From every side I had been slammed by emanations from antiques—the buildings
and the treasures they contained. I could hardly see, let alone breathe or
argue sensibly. Even so, I had a shrewd suspicion the boatman surrendered too
easily to a price which was almost fair. Something was wrong. I made great play
of standing on his wood jetty watching the tourists stroll among the cafe
tables set out along the waterfront.

"Apologies to Signorina Cosima if I made you late."

"Cesare,” the boatman said. "Like Borgia."

"
Grazie
, Cesare.
Lovejoy,” I said. He didn't even guffaw.

He tried the name experimentally while folding the money away.
"Should you need to travel to the palazzo of your friends, ask along the
Riva anytime,
per piacere
." He'd
used the singular, palazzo. So he meant one in particular.

I said carefully, "Friends? I know no one in Venice,
Cesare."

"Of course not," he said with gravity. "I meant
should you wish to."

"You know all about Venice."

He smiled deprecatingly. "We Venetians know some, though not
all. Much is rumor—especially about newcomers in rich houses."

There it was. He had detected my interest in the palazzo.
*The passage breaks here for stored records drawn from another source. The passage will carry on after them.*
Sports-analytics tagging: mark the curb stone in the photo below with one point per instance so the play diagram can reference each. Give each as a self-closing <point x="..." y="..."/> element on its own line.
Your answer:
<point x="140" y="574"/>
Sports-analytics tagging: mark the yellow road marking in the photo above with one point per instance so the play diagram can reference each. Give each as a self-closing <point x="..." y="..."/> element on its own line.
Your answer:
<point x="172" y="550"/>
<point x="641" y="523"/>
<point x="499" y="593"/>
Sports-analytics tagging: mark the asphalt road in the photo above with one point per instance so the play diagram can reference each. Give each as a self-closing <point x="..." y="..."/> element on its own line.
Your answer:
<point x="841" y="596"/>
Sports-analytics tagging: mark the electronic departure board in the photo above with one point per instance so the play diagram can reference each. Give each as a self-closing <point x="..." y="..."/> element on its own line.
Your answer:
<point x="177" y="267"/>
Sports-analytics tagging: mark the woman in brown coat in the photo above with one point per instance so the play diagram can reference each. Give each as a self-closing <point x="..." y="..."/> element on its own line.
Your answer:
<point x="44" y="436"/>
I smiled
and nodded. "It's a deal. Give me a day to find my feet. Oh." I
stopped on the stone wharf. "Give me a tip about Venice. Anything." I
explained away his puzzlement: "I collect facts." All too often they
mean survival.

"Ah,
capisco
."
He thought a second. "How long have you got?"

"Ten days."

"Then it will be useful for you to know that we Venetians buy
wine by taking an empty bottle for a refill. Make sure it's a one-liter
bottle."

Bigger bottle, same price. "Very useful. Thanks,
Cesare."

"Wait, signore. In Venice we too collect useful facts."
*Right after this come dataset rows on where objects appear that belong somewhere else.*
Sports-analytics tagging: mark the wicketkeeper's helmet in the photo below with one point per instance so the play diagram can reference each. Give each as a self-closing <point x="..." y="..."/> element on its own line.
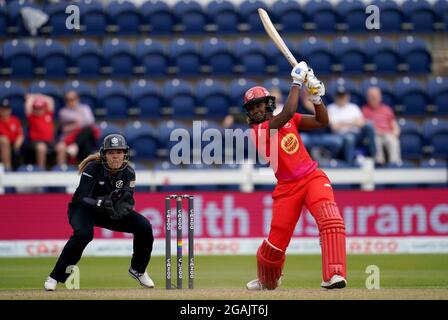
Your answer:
<point x="114" y="142"/>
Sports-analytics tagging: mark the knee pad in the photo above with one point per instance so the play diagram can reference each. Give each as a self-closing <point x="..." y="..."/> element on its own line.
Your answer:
<point x="332" y="239"/>
<point x="270" y="261"/>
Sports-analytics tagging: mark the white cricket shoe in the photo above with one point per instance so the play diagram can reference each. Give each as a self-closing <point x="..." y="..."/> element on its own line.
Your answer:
<point x="50" y="284"/>
<point x="336" y="282"/>
<point x="142" y="278"/>
<point x="255" y="285"/>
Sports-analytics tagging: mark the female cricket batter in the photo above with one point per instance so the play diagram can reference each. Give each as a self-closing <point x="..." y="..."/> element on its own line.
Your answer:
<point x="299" y="181"/>
<point x="106" y="181"/>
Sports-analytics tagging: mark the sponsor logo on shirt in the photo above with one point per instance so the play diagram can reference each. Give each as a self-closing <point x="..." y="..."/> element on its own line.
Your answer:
<point x="290" y="143"/>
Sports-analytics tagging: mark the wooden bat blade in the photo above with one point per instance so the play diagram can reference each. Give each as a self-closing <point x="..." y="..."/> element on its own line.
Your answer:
<point x="275" y="36"/>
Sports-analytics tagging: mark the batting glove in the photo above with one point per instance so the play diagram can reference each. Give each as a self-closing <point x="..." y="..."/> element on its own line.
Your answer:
<point x="314" y="87"/>
<point x="299" y="73"/>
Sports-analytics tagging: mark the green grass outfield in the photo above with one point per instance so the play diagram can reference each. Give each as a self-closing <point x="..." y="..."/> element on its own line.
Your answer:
<point x="224" y="277"/>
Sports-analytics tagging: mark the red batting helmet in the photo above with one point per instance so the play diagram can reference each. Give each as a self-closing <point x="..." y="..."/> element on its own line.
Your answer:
<point x="259" y="94"/>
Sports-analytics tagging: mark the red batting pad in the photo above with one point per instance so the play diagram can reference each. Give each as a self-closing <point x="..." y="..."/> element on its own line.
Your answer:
<point x="270" y="261"/>
<point x="332" y="238"/>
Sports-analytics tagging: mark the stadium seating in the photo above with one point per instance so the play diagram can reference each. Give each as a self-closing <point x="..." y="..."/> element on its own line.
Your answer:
<point x="382" y="55"/>
<point x="85" y="92"/>
<point x="52" y="58"/>
<point x="48" y="89"/>
<point x="93" y="17"/>
<point x="118" y="57"/>
<point x="212" y="96"/>
<point x="419" y="14"/>
<point x="86" y="56"/>
<point x="191" y="16"/>
<point x="218" y="56"/>
<point x="322" y="15"/>
<point x="185" y="56"/>
<point x="290" y="15"/>
<point x="19" y="58"/>
<point x="438" y="91"/>
<point x="152" y="56"/>
<point x="415" y="54"/>
<point x="159" y="15"/>
<point x="113" y="100"/>
<point x="350" y="55"/>
<point x="435" y="134"/>
<point x="15" y="93"/>
<point x="412" y="97"/>
<point x="251" y="55"/>
<point x="142" y="140"/>
<point x="411" y="140"/>
<point x="146" y="98"/>
<point x="180" y="97"/>
<point x="124" y="17"/>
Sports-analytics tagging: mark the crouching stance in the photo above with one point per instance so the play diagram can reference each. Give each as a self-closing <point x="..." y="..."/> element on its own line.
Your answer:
<point x="104" y="198"/>
<point x="300" y="182"/>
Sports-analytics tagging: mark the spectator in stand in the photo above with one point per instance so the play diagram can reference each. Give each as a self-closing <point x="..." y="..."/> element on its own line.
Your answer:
<point x="387" y="131"/>
<point x="39" y="110"/>
<point x="11" y="136"/>
<point x="79" y="133"/>
<point x="346" y="120"/>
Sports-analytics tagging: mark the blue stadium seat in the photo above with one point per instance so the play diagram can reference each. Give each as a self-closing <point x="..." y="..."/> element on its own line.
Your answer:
<point x="118" y="56"/>
<point x="317" y="54"/>
<point x="224" y="15"/>
<point x="420" y="15"/>
<point x="56" y="24"/>
<point x="237" y="88"/>
<point x="350" y="55"/>
<point x="435" y="133"/>
<point x="159" y="15"/>
<point x="51" y="56"/>
<point x="382" y="55"/>
<point x="180" y="97"/>
<point x="356" y="95"/>
<point x="85" y="55"/>
<point x="388" y="92"/>
<point x="249" y="15"/>
<point x="107" y="128"/>
<point x="164" y="133"/>
<point x="411" y="140"/>
<point x="412" y="97"/>
<point x="85" y="92"/>
<point x="185" y="56"/>
<point x="414" y="52"/>
<point x="277" y="58"/>
<point x="218" y="56"/>
<point x="353" y="14"/>
<point x="19" y="57"/>
<point x="93" y="17"/>
<point x="15" y="93"/>
<point x="16" y="25"/>
<point x="252" y="57"/>
<point x="290" y="15"/>
<point x="146" y="97"/>
<point x="142" y="140"/>
<point x="323" y="16"/>
<point x="113" y="100"/>
<point x="191" y="16"/>
<point x="49" y="89"/>
<point x="391" y="15"/>
<point x="125" y="16"/>
<point x="152" y="55"/>
<point x="213" y="96"/>
<point x="3" y="21"/>
<point x="438" y="91"/>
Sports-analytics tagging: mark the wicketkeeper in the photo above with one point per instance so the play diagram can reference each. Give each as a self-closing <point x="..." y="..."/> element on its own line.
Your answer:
<point x="104" y="198"/>
<point x="300" y="182"/>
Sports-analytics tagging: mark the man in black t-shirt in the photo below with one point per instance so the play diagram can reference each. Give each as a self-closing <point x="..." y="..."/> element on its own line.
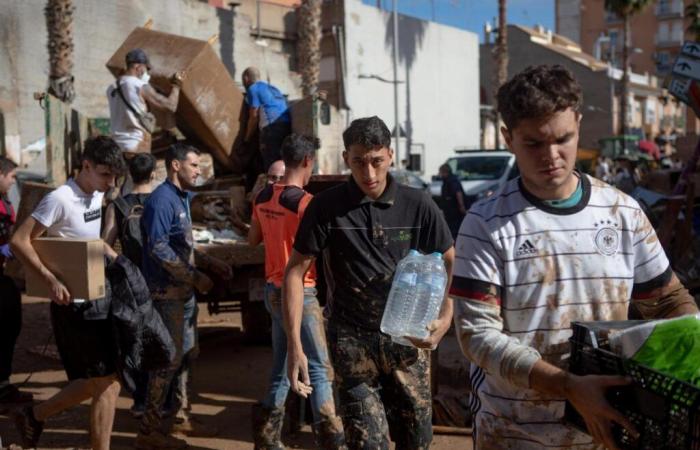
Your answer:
<point x="364" y="227"/>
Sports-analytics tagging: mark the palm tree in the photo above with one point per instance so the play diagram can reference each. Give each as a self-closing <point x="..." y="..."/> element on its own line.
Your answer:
<point x="625" y="9"/>
<point x="692" y="12"/>
<point x="309" y="44"/>
<point x="59" y="24"/>
<point x="501" y="56"/>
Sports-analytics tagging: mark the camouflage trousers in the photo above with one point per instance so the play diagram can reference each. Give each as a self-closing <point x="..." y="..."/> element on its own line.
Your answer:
<point x="383" y="388"/>
<point x="159" y="381"/>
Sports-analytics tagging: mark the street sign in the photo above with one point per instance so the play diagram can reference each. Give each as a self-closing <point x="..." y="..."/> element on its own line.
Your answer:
<point x="686" y="68"/>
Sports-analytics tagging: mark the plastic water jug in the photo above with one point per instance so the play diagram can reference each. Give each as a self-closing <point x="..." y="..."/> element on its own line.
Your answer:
<point x="415" y="298"/>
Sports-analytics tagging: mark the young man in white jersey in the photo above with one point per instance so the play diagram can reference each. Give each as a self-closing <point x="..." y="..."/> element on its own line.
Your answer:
<point x="551" y="247"/>
<point x="81" y="329"/>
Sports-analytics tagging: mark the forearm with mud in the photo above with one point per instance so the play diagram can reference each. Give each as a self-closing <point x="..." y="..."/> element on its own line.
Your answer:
<point x="481" y="338"/>
<point x="293" y="305"/>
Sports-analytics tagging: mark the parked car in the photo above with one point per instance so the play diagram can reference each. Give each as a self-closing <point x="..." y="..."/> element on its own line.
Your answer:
<point x="410" y="179"/>
<point x="481" y="172"/>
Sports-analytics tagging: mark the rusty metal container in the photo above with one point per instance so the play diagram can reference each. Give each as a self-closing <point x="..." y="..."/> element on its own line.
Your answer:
<point x="210" y="101"/>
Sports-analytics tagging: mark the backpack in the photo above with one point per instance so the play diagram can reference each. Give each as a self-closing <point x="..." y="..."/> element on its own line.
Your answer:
<point x="130" y="230"/>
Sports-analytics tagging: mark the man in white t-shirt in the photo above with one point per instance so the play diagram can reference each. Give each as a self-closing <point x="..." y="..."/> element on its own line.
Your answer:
<point x="82" y="330"/>
<point x="551" y="247"/>
<point x="130" y="100"/>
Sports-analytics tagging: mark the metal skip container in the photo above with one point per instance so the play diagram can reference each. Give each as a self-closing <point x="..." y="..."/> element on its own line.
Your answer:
<point x="210" y="102"/>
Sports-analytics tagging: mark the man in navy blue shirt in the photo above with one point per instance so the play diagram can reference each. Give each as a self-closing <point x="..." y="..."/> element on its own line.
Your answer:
<point x="169" y="270"/>
<point x="268" y="112"/>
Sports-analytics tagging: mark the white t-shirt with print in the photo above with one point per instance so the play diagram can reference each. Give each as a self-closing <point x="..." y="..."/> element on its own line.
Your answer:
<point x="71" y="213"/>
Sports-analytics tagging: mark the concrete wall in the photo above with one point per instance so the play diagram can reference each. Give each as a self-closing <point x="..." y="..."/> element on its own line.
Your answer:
<point x="99" y="29"/>
<point x="597" y="119"/>
<point x="439" y="96"/>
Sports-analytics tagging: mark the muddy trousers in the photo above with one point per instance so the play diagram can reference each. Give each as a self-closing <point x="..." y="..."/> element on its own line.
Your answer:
<point x="313" y="338"/>
<point x="10" y="324"/>
<point x="159" y="381"/>
<point x="383" y="388"/>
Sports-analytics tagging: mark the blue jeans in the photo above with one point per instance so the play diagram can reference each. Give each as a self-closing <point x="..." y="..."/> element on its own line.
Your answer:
<point x="313" y="339"/>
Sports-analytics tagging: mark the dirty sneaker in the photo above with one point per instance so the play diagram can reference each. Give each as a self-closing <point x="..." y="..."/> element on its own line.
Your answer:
<point x="193" y="427"/>
<point x="159" y="441"/>
<point x="27" y="426"/>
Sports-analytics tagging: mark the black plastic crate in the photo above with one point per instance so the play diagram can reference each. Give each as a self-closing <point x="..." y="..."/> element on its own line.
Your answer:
<point x="664" y="410"/>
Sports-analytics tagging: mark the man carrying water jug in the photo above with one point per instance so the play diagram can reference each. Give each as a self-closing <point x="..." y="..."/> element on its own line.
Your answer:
<point x="364" y="227"/>
<point x="551" y="247"/>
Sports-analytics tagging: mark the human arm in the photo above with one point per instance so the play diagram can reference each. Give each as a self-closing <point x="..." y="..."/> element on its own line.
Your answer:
<point x="292" y="310"/>
<point x="156" y="222"/>
<point x="110" y="230"/>
<point x="252" y="125"/>
<point x="23" y="249"/>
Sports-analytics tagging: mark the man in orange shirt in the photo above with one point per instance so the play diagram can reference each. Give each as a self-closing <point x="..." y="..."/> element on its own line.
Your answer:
<point x="277" y="211"/>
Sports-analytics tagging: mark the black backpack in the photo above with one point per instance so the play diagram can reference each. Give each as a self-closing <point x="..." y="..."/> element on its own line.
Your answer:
<point x="130" y="230"/>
After a quick think I said, "Santa Claus is also patron saint
of prostitutes."

He nodded seriously, coiling the painter. "You are a careful
man, Lovejoy. My tip will be most useful to you. Yours is without value."

"Not everything is money."

His audible gasp at this heresy gave me a grin. On my way past
that daft plumed statue of Victor Emmanuel, the Cosol courier Cosima hurried out,
pretty with exasperation. Almost before she reached Cesare's water taxi, she
was blasting him for being late.

Ten days, minus one.

10

Food is definitely funny stuff. Miles from home it takes on a
weirdness that either turns you into a gourmet or repels you for life.
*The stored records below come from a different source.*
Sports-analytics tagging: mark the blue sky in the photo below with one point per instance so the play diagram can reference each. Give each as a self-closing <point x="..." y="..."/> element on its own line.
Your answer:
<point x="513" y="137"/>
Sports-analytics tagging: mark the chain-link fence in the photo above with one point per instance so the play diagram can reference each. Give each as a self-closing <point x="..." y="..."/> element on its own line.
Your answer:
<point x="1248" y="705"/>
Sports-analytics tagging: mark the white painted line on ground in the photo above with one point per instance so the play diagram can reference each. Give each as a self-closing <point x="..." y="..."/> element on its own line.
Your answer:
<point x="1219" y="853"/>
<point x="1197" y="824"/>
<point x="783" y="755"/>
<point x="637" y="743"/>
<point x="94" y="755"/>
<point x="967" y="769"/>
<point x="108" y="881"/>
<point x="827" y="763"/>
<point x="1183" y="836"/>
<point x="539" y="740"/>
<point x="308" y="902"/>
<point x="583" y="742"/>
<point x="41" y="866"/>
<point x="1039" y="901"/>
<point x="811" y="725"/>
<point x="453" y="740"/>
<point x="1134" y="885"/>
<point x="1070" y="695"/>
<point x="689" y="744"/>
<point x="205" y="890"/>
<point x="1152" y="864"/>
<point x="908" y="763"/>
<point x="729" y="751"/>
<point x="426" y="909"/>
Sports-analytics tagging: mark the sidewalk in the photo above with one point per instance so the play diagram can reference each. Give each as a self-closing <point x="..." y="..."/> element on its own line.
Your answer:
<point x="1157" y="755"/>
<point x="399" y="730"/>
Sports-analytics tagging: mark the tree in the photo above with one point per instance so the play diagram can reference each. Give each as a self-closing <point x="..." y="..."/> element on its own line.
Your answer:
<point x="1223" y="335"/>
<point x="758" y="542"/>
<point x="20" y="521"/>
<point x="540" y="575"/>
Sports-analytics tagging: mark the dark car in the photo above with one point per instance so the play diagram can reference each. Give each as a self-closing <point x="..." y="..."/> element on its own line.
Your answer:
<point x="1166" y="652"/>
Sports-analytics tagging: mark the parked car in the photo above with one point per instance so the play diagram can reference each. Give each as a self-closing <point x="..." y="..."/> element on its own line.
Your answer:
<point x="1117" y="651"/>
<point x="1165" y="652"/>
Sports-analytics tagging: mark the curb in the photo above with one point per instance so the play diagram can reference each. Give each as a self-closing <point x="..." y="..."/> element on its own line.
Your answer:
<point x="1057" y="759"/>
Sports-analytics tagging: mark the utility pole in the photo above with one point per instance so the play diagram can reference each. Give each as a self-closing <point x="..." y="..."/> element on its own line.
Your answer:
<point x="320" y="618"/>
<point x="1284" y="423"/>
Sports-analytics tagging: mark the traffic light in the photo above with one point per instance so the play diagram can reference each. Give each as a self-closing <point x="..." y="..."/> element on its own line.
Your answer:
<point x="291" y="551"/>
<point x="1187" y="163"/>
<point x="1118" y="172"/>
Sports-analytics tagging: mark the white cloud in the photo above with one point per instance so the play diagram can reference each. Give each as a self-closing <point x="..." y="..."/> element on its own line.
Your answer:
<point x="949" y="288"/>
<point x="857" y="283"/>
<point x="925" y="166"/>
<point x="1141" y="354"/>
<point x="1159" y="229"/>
To me, a plate of spaghetti is a full meal. To Venetians if s no
more than a windbreak. After noshing enough to sink a fleet, they just soldier
on through a jungle salad, then wade into half a fried calf followed by a
gelato all the colors of the rainbow. It's nourishing just to watch. Mind you,
it takes nerve. Seeing a Venetian whittle a mound of whitebait is like watching
a seal cull.

Go away from the Riva down one of those little alleys where your
shoulders practically touch both walls, turn right, and you'll find one of the
best nosh places in Venice. It's tucked under the shoulder of a bridge before
the San Zaccaria. Venetian boatmen use it, so I felt it was as near to Woody's
caff as I was likely to find, and in I went for a slammer of a meal. Some kinds
of strange grub you can guess at, like how they'll do their veal. Others—fried
rings of squid, for example—you don't know until you take your courage in both
hands. Then there's polenta, which I tried because I'd never heard the word before,
and got this yellow woolly maize breadcake, toasted hot as hell. It's the local
equivalent of our pastie—filling, cheap, eaten anywhere anytime. Made me feel
quite at home, especially when I began to get slightly pickled on the wine.